Currently sidelined with a rib cage injury suffered earlier this month, Benintendi’s name has popped up in trade discussions according to the respected Ken Rosenthal, who listed Benintendi as “available” in an array of trade scenarios he posted recently. Benintendi’s inclusion in any deal would be a significant move for a Red Sox team generally lacking in young, relatively cheap and productive players, though one could certainly question whether Benintendi fully qualifies as “productive,” particularly this year.
Would I trade him? Sure. For the right price. But the more you think about it, trading Benintendi wouldn’t really be about Benintendi at all.
It would be about Chaim Bloom.
Bloom has been on the job for a little less than a year, after all, and the biggest trade he has made with the Red Sox wasn’t really his trade at all. The Red Sox sent Mookie Betts to the Dodgers in February, but that was hardly Bloom’s decision. It was more like a mandate. The Red Sox had made unsuccessful attempts to sign Betts and needed to get under the luxury tax – and everybody knew it.
And then there was the matter of reneging on a deal that would have brought pitcher Brusdar Graterol to Boston in the package, something that many believe resulted from the intervention of Sox ownership.
Regardless, here’s the point: nobody decides to trade Mookie Betts. You kind of get forced into it. Since that time, Bloom’s deals have included small trades with the Chicago Cubs (for catcher Jhonny Perada) and Tampa Bay Rays (a cash transaction for Dylan Covey) before last Friday’s deal that sent Brandon Workman and Heath Hembree to the Philadelphia Phillies for pitchers Nick Pivetta and Connor Seabold.
Know what all of those deals were? Relatively small, easy and obvious. Workman was headed for free agency. Hembree is a disposable middle reliever. Pivetta and Seabold are 20-something pitchers who are younger, cheaper and have a chance to be decent, which made the Philly deal a borderline no-brainer. (Now, if other teams pay higher prices for comparable relievers, well, then we’ll have something to second-guess Bloom about.)
But Benintendi? He’s a different animal. He was the No. 7 overall pick in the 2015 draft. And even if Benintendi hasn’t lived up to the expectations many have had for him, he’s still a perfectly decent, everyday, major league outfielder. He’s also ineligible for free agency until the fall of 2023.
According to Rosenthal, the Cleveland Indians are among the teams who might have interest in Benintendi, which makes perfect sense. Cleveland needs offense and has pitching to deal – and Benintendi would be a good fit for their ballpark.

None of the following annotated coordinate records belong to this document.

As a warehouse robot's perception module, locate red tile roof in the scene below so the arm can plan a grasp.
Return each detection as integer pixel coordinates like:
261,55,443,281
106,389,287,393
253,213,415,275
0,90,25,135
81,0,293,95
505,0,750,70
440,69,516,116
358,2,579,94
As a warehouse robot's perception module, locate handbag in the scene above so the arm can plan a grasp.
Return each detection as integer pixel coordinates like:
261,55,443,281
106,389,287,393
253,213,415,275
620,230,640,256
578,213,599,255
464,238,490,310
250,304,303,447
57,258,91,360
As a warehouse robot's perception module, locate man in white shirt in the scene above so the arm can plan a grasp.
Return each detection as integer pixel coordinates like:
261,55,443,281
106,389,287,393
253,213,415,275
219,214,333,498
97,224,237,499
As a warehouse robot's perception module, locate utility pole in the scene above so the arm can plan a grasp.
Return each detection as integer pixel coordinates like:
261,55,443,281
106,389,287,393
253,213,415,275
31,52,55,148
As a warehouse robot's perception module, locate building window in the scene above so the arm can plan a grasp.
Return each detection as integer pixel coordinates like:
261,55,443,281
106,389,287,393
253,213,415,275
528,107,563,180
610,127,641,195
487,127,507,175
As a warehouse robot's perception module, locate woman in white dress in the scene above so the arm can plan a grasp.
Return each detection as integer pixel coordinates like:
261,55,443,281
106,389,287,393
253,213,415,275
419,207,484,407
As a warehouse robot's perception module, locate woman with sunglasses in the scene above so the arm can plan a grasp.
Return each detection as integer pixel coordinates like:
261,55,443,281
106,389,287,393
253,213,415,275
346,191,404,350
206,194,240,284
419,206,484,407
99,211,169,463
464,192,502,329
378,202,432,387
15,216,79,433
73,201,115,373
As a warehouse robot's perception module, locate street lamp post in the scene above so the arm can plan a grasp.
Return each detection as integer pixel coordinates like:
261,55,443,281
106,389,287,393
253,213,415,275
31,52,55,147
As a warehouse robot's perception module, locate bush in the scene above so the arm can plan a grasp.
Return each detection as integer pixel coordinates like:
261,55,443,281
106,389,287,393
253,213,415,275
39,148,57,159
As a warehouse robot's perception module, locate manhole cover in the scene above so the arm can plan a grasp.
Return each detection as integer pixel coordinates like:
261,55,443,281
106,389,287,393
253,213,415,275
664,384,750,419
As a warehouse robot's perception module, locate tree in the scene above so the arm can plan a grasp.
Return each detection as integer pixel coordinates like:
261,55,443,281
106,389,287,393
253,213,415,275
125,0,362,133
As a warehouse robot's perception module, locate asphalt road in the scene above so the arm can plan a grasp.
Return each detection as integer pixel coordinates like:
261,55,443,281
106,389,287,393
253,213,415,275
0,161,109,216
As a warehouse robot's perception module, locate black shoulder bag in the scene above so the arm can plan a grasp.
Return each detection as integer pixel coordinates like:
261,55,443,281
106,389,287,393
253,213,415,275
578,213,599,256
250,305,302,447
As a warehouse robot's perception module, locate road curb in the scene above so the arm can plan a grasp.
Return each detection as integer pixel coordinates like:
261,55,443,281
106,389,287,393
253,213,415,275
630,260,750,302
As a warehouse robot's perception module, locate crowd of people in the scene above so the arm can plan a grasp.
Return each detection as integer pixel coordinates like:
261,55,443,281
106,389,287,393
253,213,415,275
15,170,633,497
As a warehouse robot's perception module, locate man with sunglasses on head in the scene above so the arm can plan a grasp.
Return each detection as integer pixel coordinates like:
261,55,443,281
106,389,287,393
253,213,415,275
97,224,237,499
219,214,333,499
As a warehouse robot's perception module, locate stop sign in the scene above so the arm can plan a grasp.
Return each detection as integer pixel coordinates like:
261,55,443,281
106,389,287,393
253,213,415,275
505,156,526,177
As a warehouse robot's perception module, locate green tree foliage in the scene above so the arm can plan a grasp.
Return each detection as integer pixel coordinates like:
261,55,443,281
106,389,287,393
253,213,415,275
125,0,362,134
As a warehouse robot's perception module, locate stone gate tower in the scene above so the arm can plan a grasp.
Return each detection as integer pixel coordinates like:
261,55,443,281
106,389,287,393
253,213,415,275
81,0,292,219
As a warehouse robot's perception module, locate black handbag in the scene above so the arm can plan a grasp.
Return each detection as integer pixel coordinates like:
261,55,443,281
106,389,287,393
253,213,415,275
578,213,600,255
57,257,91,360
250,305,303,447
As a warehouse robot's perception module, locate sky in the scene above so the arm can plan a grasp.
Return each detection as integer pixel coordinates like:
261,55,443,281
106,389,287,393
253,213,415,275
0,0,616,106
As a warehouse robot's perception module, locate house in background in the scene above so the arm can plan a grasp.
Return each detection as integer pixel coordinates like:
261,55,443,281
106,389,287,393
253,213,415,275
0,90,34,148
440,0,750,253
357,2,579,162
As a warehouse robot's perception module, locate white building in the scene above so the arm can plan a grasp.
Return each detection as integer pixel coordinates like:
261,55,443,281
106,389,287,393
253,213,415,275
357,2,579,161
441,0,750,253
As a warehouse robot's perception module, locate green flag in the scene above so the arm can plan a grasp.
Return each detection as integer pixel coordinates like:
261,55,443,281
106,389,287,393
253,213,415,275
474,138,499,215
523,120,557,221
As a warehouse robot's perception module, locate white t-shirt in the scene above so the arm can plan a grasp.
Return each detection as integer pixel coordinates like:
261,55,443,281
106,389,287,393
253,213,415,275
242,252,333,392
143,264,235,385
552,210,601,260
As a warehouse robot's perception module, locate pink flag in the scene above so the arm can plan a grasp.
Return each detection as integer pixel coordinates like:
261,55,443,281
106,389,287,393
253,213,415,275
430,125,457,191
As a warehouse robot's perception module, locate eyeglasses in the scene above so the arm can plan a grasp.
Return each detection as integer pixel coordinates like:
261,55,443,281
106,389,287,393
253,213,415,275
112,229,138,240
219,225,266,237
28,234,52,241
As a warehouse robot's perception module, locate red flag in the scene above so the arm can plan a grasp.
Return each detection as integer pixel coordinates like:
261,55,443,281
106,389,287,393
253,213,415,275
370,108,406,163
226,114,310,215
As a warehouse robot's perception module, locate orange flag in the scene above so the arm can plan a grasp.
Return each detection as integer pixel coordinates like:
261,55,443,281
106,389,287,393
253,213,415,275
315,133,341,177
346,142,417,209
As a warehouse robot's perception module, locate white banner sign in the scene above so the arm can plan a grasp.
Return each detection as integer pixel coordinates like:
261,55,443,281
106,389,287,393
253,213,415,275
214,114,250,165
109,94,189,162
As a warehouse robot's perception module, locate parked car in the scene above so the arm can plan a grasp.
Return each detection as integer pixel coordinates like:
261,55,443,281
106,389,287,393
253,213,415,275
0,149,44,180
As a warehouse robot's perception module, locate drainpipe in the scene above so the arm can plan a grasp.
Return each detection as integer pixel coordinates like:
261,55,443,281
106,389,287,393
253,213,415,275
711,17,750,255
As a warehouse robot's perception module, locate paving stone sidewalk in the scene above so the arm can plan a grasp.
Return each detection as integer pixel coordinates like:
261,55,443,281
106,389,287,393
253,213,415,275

The question is whether the Red Sox would pull the trigger on a player whose value might be at an all-time low, which brings us back to Bloom.
Given the Red Sox’ predicament – few if any prospects, bad free agent market for pitching after the season – they are in a weak position. Benintendi shouldn’t be given away. But given the emergence of Alex Verdugo, Benintendi is an obvious piece to deal for good pitching, something the Red Sox desperately need as they try to rebuild their wretched organizational pitching pool.
In the end, here’s what we’re going to learn about Bloom:
First, unlike Ben Cherington during his time here, does he have the gumption to make a bold deal involving significant, young talent that could blow up in his face?
And second, if he does, does he have the steadfastness to demand fair value, even when his hand is weak?
Little by little with the new GM of the Red Sox, we’re going to find out.